Del Potro has played just 24 matches on clay in the last five seasons. Nadal has played more matches on clay this season alone.
WHAT THE PLAYERS SAID
Nadal on whether the psychological advantage he has over his opponents ever adds pressure on his shoulders:
“It is something that I am living always with this. I don’t feel this psychological advantage. And because I don’t consider myself there and the opponents there (indicating difference in level) that’s not affecting me in a negative way. I just go on court knowing that every match is difficult and I can lose and I can win. That’s the sport. So I know if I’m playing my best then I have my chances always. My only advantage and my only goal is I know if I play my best, I gonna have good chances.”
Nadal on how he embraces the pressure:
“I don’t have any obligation to win, first thing. Second thing, if you don’t feel the pressure, it’s because you don’t love the sport. And if you don’t love the sport is better to come back home and do another thing. And that’s it. Pressure is part of the sport in general. I don’t feel the pressure now in semifinals. I feel the pressure every day, but not here. I feel the pressure in every match of the year. And here is an important event for me. Pressure is good. You are able to control that, then things can — that pressure, that adrenaline can be in a positive way. And I believe that after that stop yesterday that adrenaline and that pressure was in a positive way, no?”

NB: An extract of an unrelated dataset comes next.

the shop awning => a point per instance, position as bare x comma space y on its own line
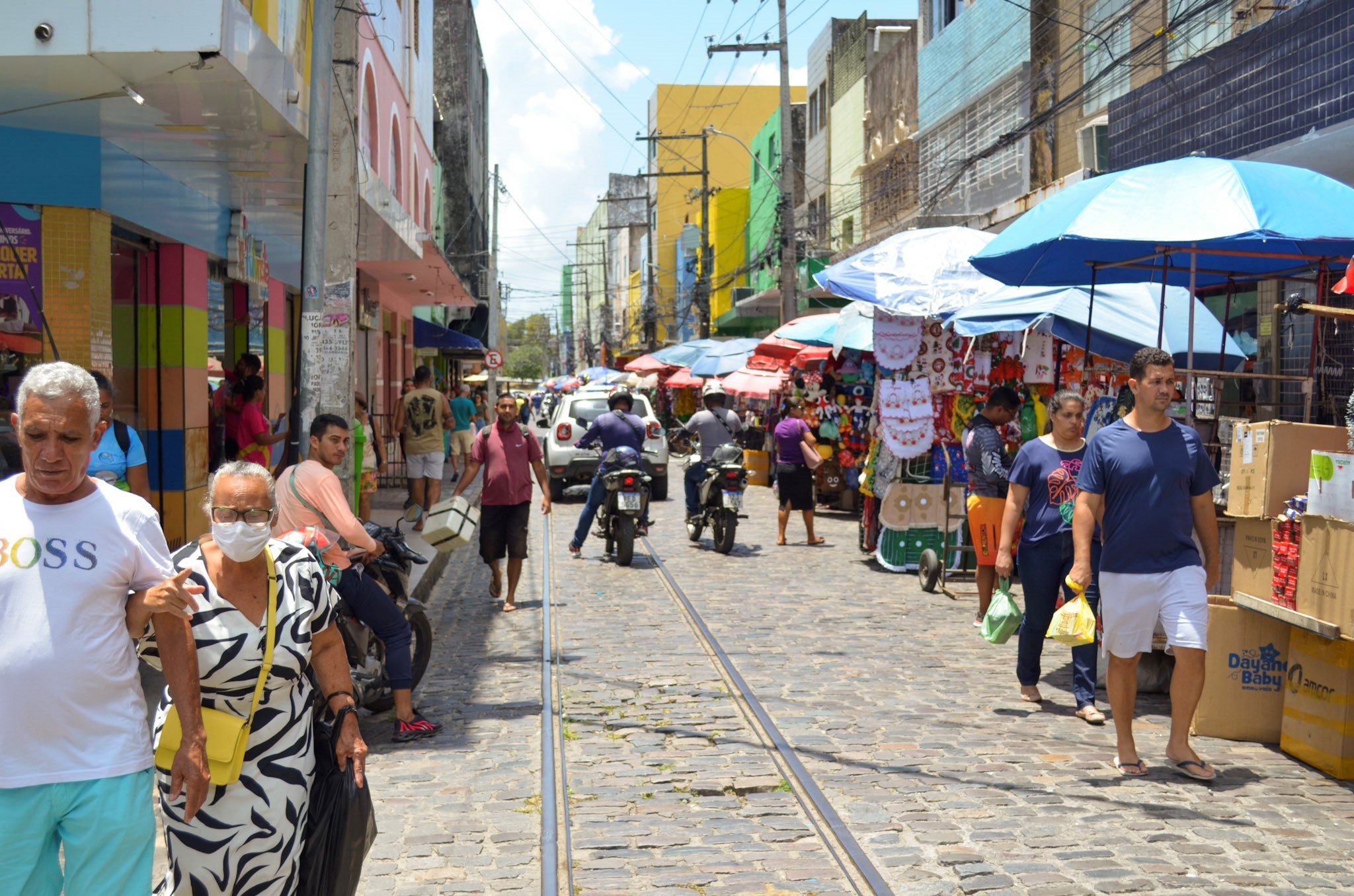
428, 334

Del Potro on making the semis after nearly missing the tournament through injury:
“I’m feeling so, so happy to make the right decision for play here. I am doing well. Of course I didn’t expect to get in semi-finals couple of weeks before (smiling). But now I’m here, and I’m still alive. My physical is good, and hopefully I can be ready for tomorrow.”

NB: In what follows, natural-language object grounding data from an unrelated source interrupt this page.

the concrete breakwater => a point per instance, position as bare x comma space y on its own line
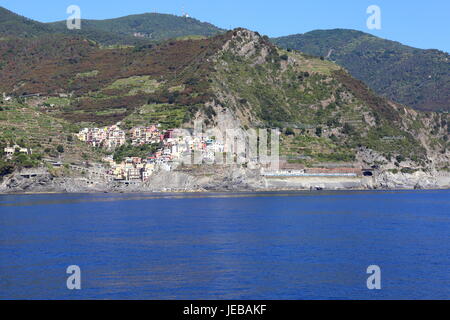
231, 179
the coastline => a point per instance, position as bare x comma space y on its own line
235, 180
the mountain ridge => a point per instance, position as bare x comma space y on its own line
415, 77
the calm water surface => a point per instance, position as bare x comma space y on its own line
242, 246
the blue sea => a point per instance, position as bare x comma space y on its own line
300, 245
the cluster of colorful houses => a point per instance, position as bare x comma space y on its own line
172, 147
10, 151
107, 137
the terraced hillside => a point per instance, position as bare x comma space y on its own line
238, 79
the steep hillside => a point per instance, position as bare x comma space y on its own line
235, 80
12, 24
414, 77
129, 30
149, 26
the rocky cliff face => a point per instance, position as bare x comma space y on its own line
225, 179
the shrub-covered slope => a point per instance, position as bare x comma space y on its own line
415, 77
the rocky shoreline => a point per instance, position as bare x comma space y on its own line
235, 180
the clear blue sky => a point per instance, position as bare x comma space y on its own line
419, 23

Del Potro on the career longevity of Nadal and Roger Federer:
“I thought that after nine years I will play a different one, not Rafa or Roger. But all my semi-finals in Grand Slam was against them. The last one in US Open I lost against Rafa. In Wimbledon I lost against Djokovic. Here with Federer. And, I mean, it’s a big challenge to play them in Grand Slam. But anyways, I think they shows how good they are at playing Grand Slams because, after 10 years, they are fighting to win these kind of tournaments. It’s amazing for the tennis, the tennis world.”
Del Potro on how confident he is in his chances against Nadal on Friday:
“Tomorrow I will try to play a match as I did in a different surface against Rafa, but he’s lefty and what I say before my match against [Albert] Ramos-Vinolas, a lefty player has advantage with me because he can find easily my backhand, and he knows what my backhand is at the moment. But anyways, I will try to do my best, to play my best tennis, and see if I can do a good match.”

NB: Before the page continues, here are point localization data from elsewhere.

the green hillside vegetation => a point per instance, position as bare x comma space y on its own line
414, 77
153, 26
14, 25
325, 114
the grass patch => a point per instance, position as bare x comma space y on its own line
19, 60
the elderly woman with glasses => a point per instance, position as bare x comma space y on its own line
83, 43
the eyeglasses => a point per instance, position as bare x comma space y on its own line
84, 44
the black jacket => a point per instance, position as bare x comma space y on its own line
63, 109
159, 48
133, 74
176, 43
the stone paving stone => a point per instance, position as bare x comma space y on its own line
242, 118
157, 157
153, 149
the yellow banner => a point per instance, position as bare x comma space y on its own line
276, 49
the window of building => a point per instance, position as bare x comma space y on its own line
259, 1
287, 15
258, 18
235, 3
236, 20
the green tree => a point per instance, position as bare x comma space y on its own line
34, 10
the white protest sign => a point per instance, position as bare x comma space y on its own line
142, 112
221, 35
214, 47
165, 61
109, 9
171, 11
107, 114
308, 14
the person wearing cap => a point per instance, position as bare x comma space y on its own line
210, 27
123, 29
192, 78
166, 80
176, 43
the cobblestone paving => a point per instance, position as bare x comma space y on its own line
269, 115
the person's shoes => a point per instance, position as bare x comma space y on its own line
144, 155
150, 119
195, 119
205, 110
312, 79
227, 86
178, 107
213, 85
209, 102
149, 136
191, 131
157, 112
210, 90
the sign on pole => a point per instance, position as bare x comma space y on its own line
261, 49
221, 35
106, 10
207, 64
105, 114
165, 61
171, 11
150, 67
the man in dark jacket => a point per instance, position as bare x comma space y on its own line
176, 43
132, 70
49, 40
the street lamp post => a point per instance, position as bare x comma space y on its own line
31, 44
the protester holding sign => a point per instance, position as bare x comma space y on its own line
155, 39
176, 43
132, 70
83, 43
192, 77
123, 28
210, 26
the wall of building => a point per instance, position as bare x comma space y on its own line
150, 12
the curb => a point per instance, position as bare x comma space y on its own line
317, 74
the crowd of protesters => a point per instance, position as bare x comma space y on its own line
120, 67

4 — Del Potro will return to the top-four in the rankings on Monday, for the first time since February 2014.
6 — Del Potro is the sixth Argentinean man in history to reach multiple semi-finals at Roland Garros.
11 — Roland Garros semi-finals for Nadal, an Open Era record.
27 — Grand Slam semi-final appearances for Nadal, 5th most by a man in the Open Era.
28 — Del Potro and Nadal both recorded their 28th match wins this season. Only two men have won more matches in 2018 – Alexander Zverev and Dominic Thiem, who have both won 34.
235 — Grand Slam match wins for Nadal, third most behind Federer (332) and Djokovic (244).